For over 30 years, Joanette Lima Nativo has been redefining how businesses and industries imagine workplace safety. Blazing trails in the nascent field of ergonomics, her career has led from the assembly lines of heavy industry to the myriad magical environments of Disneyland Parks and Resorts, contributing to and shaping the discipline while carving her own professional niche.

She has been supporting Physical Therapy students for nearly as long, both financially and as a guest lecturer at CSULB and part-time faculty member at Cal State Fullerton teaching a class titled Workplace Injury Prevention/Ergonomics. As she tells students considering the profession, ergonomics is about calculating risks – both in the field and along the career path.

“As a student, I wouldn’t have dreamed of the places my career took me,” Lima Nativo said. “I knew I wanted to help people, but the field I came to specialize in was developing alongside me.”

When an 18-year-old Lima Nativo traveled from Northern California to join CSULB’s esteemed Physical Therapy department, “ergonomics” was all but unheard of.

Ergonomics is, essentially, the interplay of humans and their work environments. An ergonomist assesses the products, processes, and systems that people work with to identify and address any unintended health or safety consequences for the worker, then determines effective solutions that will reduce the risk for injury and optimize performance.

Lima Nativo spent her first 10 years after graduation doing rehabilitative work with injured workers, but increasingly found that companies were failing to prevent those injuries in the first place.

“We were sending injured workers back to the work that injured them!” she exclaimed.

That meant working directly with the companies, so I launched my own consulting firm to do just that.”

Leaving her job to start a firm was one of those calculated risks that paid off. She started WorkRITE (Reduce Injuries Through Education) in 1990 and was sole proprietor for four years. In 1994, she took on fellow CSULB Physical Therapy alumna Candice Woodward ‘81 as a business partner and became Woodward, Alpert & Associates, Inc., reflecting Lima Nativo’s married name at the time.

After 17 years of practice, Lima Nativo’s work put her at the forefront of the industry and even earned her the CSULB College of Health & Human Services 2007 Distinguished Alumna award. That same year, though, she found herself considering another gamble: The Walt Disney Company offered her the chance to bring her expertise to the unique environments of Disneyland Parks and Resorts.

“It was a huge opportunity – and a huge risk – to leave a successful consulting firm and join a different company, but I took it,” she said.

Lima Nativo took on the role of Ergonomics Program Manager for the Disney Resort in Anaheim, which covered 2 theme parks, 3 hotels, and Downtown Disney.

“We were asked to do things that had never been done before,” she recalled. “I worked with Disney teams in Florida, Paris, and Japan, collaborating with engineers to design things that had never been imagined – rides, attractions, food and beverage locations.
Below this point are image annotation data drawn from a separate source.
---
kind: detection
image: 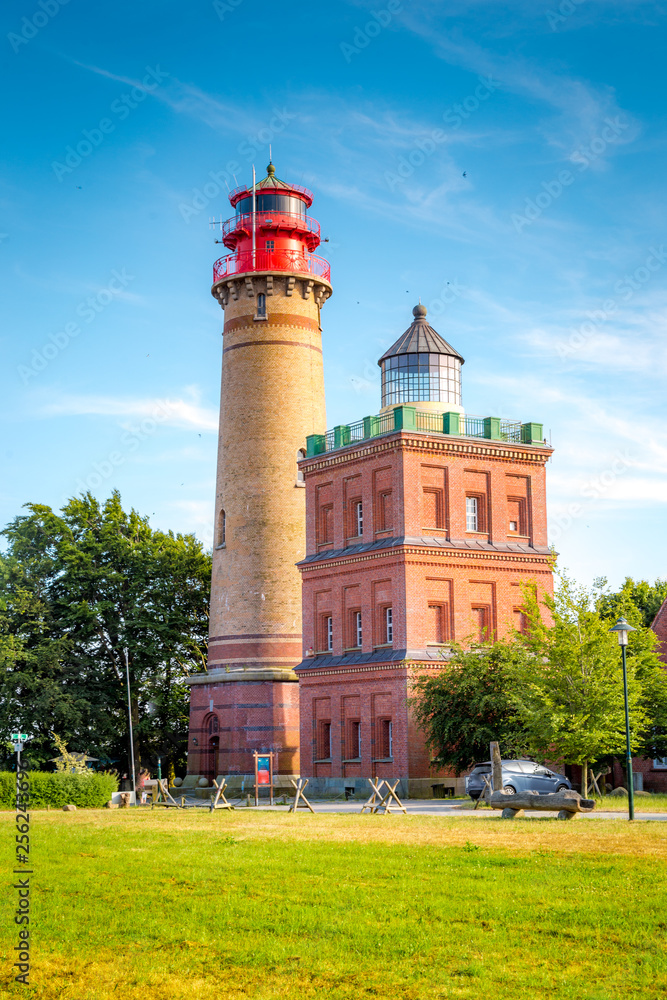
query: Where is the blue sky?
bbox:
[0,0,667,584]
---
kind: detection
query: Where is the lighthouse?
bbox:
[188,163,332,778]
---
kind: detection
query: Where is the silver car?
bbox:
[466,760,572,799]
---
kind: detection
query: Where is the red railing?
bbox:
[222,212,320,246]
[213,250,331,285]
[229,184,315,205]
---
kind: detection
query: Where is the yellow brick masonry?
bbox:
[209,276,330,668]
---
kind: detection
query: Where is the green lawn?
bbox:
[0,810,667,1000]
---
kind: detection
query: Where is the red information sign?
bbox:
[253,750,273,805]
[257,757,271,785]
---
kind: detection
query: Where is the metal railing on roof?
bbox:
[307,406,547,458]
[213,250,331,285]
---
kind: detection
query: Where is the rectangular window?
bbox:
[378,719,394,760]
[346,719,361,760]
[422,488,444,528]
[354,500,364,536]
[472,606,491,642]
[507,497,527,535]
[466,497,479,531]
[353,611,363,648]
[377,490,394,531]
[318,504,333,545]
[317,720,332,760]
[427,604,449,642]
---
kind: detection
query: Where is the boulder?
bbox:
[486,789,595,819]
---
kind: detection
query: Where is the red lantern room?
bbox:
[213,163,331,284]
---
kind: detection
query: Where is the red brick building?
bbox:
[296,306,552,794]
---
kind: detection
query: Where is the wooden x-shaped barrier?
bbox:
[211,778,239,812]
[287,778,315,813]
[361,778,408,816]
[151,778,183,809]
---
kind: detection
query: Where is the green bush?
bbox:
[0,771,118,809]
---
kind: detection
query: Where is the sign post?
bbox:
[253,750,273,806]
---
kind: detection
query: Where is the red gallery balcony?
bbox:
[222,212,320,251]
[213,250,331,285]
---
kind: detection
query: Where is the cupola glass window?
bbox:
[382,354,461,406]
[236,191,306,216]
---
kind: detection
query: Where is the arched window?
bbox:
[296,448,306,486]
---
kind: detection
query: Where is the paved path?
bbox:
[198,799,667,822]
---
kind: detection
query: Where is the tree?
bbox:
[412,641,532,774]
[0,492,211,770]
[517,576,659,789]
[596,576,667,628]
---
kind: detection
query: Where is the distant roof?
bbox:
[229,163,313,207]
[378,304,464,365]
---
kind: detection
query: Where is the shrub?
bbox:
[0,771,118,809]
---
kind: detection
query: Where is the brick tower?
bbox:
[297,305,552,797]
[188,163,331,777]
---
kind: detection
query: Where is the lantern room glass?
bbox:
[382,354,461,406]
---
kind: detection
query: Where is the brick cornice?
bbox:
[303,431,553,473]
[298,545,551,573]
[223,313,320,344]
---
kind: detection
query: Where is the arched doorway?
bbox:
[204,714,220,781]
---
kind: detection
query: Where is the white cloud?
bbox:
[41,390,218,433]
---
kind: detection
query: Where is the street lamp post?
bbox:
[609,618,637,819]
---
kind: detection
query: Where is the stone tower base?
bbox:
[188,667,299,778]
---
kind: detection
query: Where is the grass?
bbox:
[0,810,667,1000]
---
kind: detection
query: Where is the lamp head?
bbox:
[609,618,637,646]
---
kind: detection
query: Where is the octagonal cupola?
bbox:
[378,303,464,412]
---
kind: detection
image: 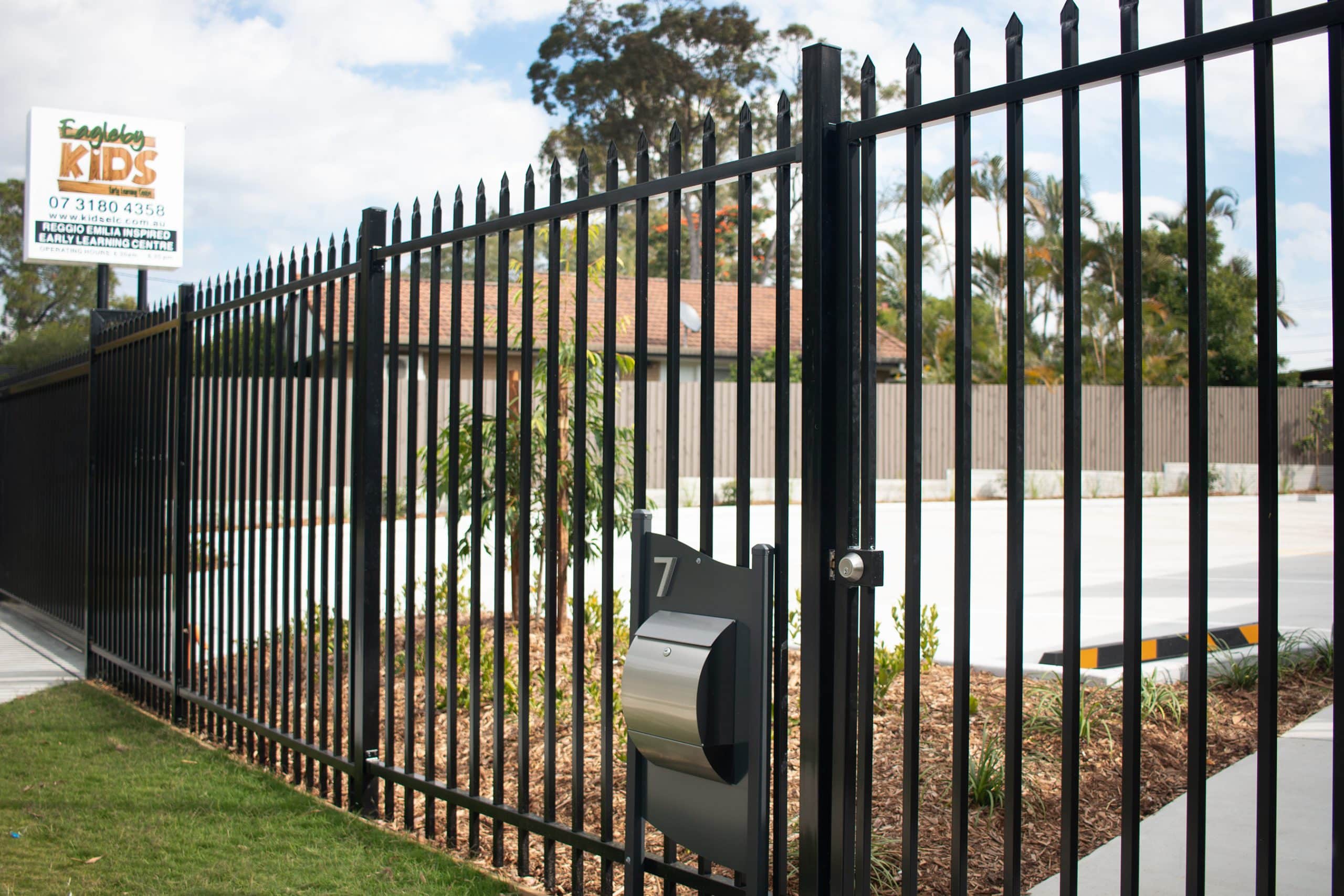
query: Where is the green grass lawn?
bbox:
[0,682,509,894]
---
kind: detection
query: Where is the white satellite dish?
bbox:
[681,302,700,333]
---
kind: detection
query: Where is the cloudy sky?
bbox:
[0,0,1332,367]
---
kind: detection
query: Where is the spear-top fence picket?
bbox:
[0,0,1344,894]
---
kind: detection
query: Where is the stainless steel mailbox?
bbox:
[621,511,774,896]
[621,610,739,783]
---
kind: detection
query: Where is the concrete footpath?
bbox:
[0,600,83,702]
[1031,707,1335,896]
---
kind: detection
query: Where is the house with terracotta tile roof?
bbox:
[305,271,906,382]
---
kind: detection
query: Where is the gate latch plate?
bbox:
[830,548,883,588]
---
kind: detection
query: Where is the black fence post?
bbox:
[799,44,857,896]
[350,208,387,815]
[171,283,196,725]
[83,318,99,678]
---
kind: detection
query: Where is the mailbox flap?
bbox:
[636,610,734,649]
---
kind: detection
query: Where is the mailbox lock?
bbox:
[828,547,886,588]
[836,551,863,582]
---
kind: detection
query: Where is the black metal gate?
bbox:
[0,0,1344,894]
[800,0,1344,893]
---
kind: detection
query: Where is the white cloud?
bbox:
[1091,191,1184,227]
[0,0,563,283]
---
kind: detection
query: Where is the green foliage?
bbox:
[967,730,1004,811]
[723,345,802,383]
[1293,389,1335,475]
[878,170,1293,385]
[527,0,774,177]
[1138,670,1185,724]
[872,623,906,700]
[0,180,126,371]
[1208,644,1259,690]
[891,594,938,672]
[865,595,938,700]
[1023,674,1110,743]
[421,235,634,618]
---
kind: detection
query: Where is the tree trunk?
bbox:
[506,371,531,622]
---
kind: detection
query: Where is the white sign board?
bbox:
[23,109,185,270]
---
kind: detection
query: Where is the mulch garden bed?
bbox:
[204,613,1335,894]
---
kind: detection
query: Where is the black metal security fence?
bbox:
[0,0,1344,893]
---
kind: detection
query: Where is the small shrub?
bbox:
[967,731,1004,811]
[780,815,900,893]
[1306,634,1335,673]
[872,623,906,700]
[868,829,900,893]
[1023,676,1110,743]
[1208,642,1259,690]
[891,594,938,672]
[1138,672,1185,724]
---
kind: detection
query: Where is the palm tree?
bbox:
[970,154,1008,353]
[922,168,957,274]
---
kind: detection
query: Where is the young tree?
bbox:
[435,227,634,631]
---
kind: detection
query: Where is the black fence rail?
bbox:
[0,0,1344,894]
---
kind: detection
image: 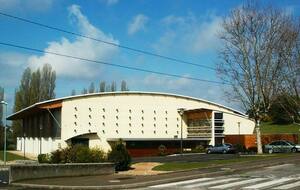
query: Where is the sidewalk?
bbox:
[12,154,300,189]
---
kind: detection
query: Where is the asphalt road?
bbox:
[144,158,300,190]
[132,153,240,163]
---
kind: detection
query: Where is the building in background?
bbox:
[8,92,255,156]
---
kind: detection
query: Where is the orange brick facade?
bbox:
[225,134,299,148]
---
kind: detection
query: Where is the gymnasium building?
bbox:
[8,92,255,156]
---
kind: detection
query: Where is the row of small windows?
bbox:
[74,129,179,134]
[74,107,168,114]
[98,130,179,134]
[74,121,179,127]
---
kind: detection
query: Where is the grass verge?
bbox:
[260,122,300,134]
[153,154,292,171]
[0,151,28,161]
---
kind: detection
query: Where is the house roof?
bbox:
[7,91,246,120]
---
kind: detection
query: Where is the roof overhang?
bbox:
[107,138,211,142]
[7,100,62,120]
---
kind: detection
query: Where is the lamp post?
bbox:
[177,108,185,155]
[0,100,7,165]
[238,122,241,144]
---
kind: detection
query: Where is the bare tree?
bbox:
[218,2,290,153]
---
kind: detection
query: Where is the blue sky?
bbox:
[0,0,300,112]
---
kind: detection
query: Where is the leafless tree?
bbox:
[218,1,291,153]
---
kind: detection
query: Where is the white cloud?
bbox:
[153,14,222,54]
[143,74,191,91]
[0,52,28,67]
[0,0,54,12]
[106,0,119,6]
[28,5,119,78]
[128,14,149,35]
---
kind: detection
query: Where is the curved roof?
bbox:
[7,91,246,120]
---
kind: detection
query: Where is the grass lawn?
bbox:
[260,122,300,134]
[0,151,28,161]
[153,154,291,171]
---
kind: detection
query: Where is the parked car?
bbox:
[264,140,300,154]
[206,143,235,154]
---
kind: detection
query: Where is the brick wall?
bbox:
[225,134,299,148]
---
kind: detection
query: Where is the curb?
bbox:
[10,155,299,190]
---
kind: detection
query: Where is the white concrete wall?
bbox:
[17,137,65,155]
[223,113,255,135]
[61,94,254,150]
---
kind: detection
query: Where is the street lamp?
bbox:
[0,100,8,165]
[177,108,185,155]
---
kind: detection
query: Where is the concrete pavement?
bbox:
[8,154,300,189]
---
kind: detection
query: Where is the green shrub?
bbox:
[38,154,50,163]
[108,140,131,171]
[192,144,206,153]
[234,144,247,152]
[50,149,63,164]
[158,144,167,156]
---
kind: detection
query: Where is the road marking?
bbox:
[273,181,300,189]
[243,178,293,189]
[150,178,213,188]
[184,178,240,188]
[210,178,267,189]
[266,164,295,169]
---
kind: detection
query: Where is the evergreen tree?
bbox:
[110,81,117,92]
[71,89,76,96]
[121,80,129,91]
[89,82,96,94]
[99,81,106,92]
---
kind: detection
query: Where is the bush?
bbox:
[108,140,131,171]
[50,149,63,164]
[62,144,106,163]
[38,154,50,163]
[192,145,206,153]
[234,144,247,152]
[158,144,167,156]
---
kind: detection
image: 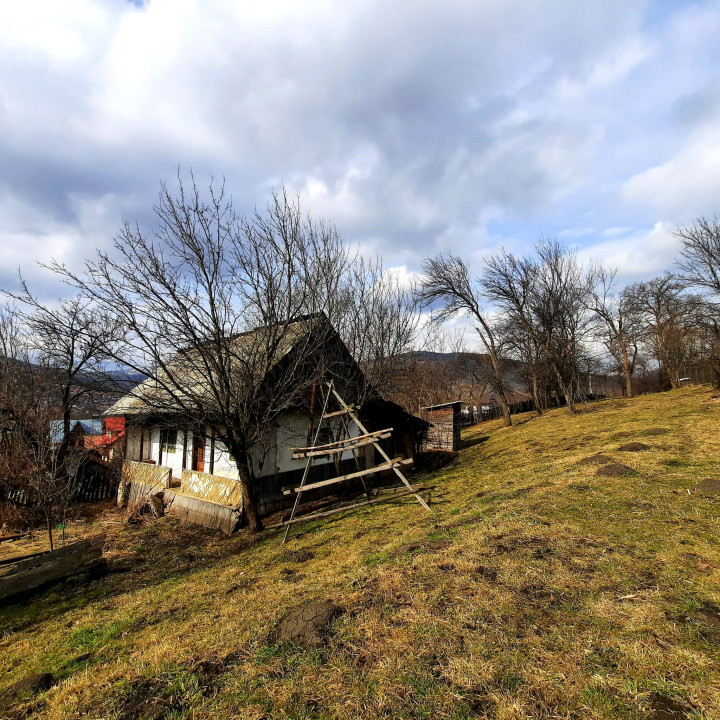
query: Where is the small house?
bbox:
[105,319,427,532]
[421,400,463,451]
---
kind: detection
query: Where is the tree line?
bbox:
[0,174,720,530]
[419,218,720,425]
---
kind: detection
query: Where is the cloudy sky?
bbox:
[0,0,720,294]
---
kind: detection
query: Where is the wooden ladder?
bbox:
[280,380,430,542]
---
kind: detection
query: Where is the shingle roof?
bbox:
[103,315,324,416]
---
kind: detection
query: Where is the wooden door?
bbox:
[192,433,205,472]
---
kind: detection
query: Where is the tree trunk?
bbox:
[498,393,512,427]
[550,361,577,415]
[532,372,542,415]
[623,367,633,397]
[490,350,512,427]
[237,461,263,532]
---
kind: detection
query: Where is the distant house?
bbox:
[50,418,103,447]
[105,320,427,532]
[83,417,125,462]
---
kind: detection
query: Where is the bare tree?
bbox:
[482,240,588,413]
[5,284,120,474]
[328,256,420,395]
[625,273,703,388]
[587,263,641,397]
[0,305,85,550]
[420,255,512,426]
[500,315,548,415]
[674,217,720,295]
[54,176,402,530]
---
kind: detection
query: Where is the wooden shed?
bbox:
[421,400,462,450]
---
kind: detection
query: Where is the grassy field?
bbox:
[0,388,720,720]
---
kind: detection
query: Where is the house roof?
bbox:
[103,314,350,417]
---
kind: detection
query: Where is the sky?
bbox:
[0,0,720,297]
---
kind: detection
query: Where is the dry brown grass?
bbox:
[0,388,720,719]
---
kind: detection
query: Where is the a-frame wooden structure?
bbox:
[280,381,430,542]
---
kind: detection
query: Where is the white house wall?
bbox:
[126,414,359,480]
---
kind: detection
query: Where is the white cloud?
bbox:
[0,0,720,296]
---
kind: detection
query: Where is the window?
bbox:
[160,428,177,453]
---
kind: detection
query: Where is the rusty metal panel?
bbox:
[180,470,242,507]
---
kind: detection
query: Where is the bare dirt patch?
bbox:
[618,442,650,452]
[280,550,315,563]
[650,693,692,720]
[473,565,497,583]
[681,603,720,642]
[268,601,342,648]
[696,478,720,495]
[595,462,635,477]
[397,540,451,554]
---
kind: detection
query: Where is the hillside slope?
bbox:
[0,388,720,719]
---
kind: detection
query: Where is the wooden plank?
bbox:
[3,535,105,577]
[291,428,392,453]
[165,490,242,535]
[265,487,430,530]
[322,405,357,420]
[293,428,392,460]
[330,384,430,511]
[283,458,412,495]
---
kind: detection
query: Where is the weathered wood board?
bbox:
[163,490,242,535]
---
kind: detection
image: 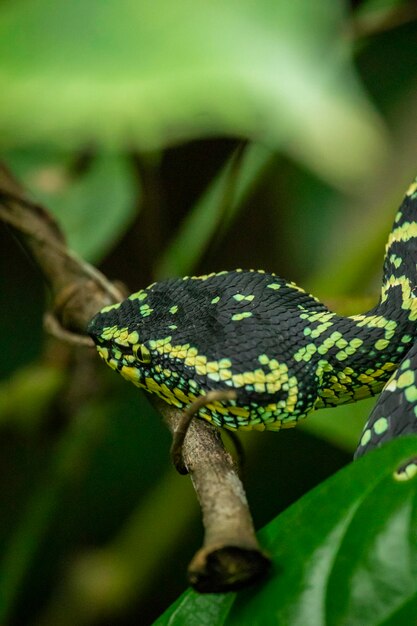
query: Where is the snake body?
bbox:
[88,179,417,455]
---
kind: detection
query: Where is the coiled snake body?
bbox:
[88,179,417,456]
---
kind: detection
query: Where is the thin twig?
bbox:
[171,389,236,474]
[0,163,269,592]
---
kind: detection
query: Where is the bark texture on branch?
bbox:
[0,161,269,592]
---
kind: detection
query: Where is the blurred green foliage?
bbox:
[0,0,417,626]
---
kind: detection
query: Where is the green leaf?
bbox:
[157,437,417,626]
[156,144,273,280]
[0,0,383,182]
[6,150,136,262]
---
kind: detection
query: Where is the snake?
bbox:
[87,178,417,457]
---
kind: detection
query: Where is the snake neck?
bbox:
[377,178,417,312]
[315,179,417,408]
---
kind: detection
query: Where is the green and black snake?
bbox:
[88,179,417,456]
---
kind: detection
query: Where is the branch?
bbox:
[0,162,269,592]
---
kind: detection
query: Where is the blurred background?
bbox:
[0,0,417,626]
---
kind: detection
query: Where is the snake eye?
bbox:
[132,343,151,363]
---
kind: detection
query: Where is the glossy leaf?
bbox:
[0,0,382,182]
[156,437,417,626]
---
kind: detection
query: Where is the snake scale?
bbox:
[88,179,417,456]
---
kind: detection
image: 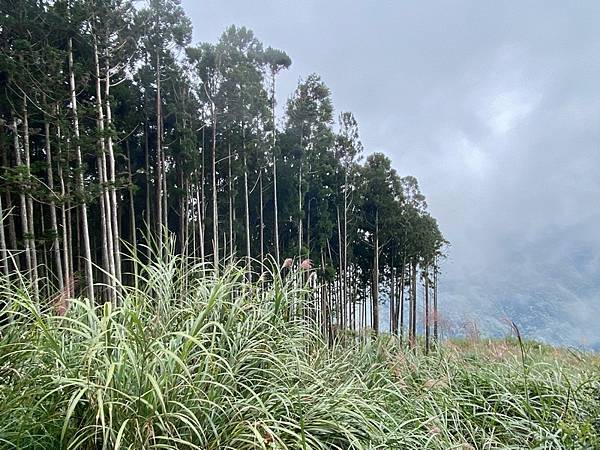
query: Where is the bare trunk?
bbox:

All these imaginative things that had to be safe for the workers who brought those worlds to life.”

In 2016, it was time to take another leap. Lima Nativo left Disney and returned to private practice for a change of pace. It didn’t take long for A-list clients in healthcare and manufacturing to call – her reputation as an ergonomics industry leader was as strong as ever.

In 2018, Nativo was recognized by the American Society of Safety Professionals with the Safety Professional of the Year award, a covetable honor adorning a storied career.

The field of ergonomics has exploded in recent decades, and Lima Nativo has remained at the forefront since her days at The Beach. Along the way, she has been happy to share her expertise with physical therapy students at her alma mater.

“Teaching was never a plan either, but it’s always fun,” she said. “When I started, I was a little ahead of the curve – very few physical therapists were doing ergonomics. If I can get one or two students interested, though, it was worthwhile. Physical therapy is very broad and mine is still a niche practice, but the field has grown significantly, as has the value of ensuring our workplace fits our needs.”

Looking back on a long career of unexpected twists and accomplishments, her advice to students has remained the same: calculated risks can be the key to success, from the classroom to the workplace to the magic kingdom.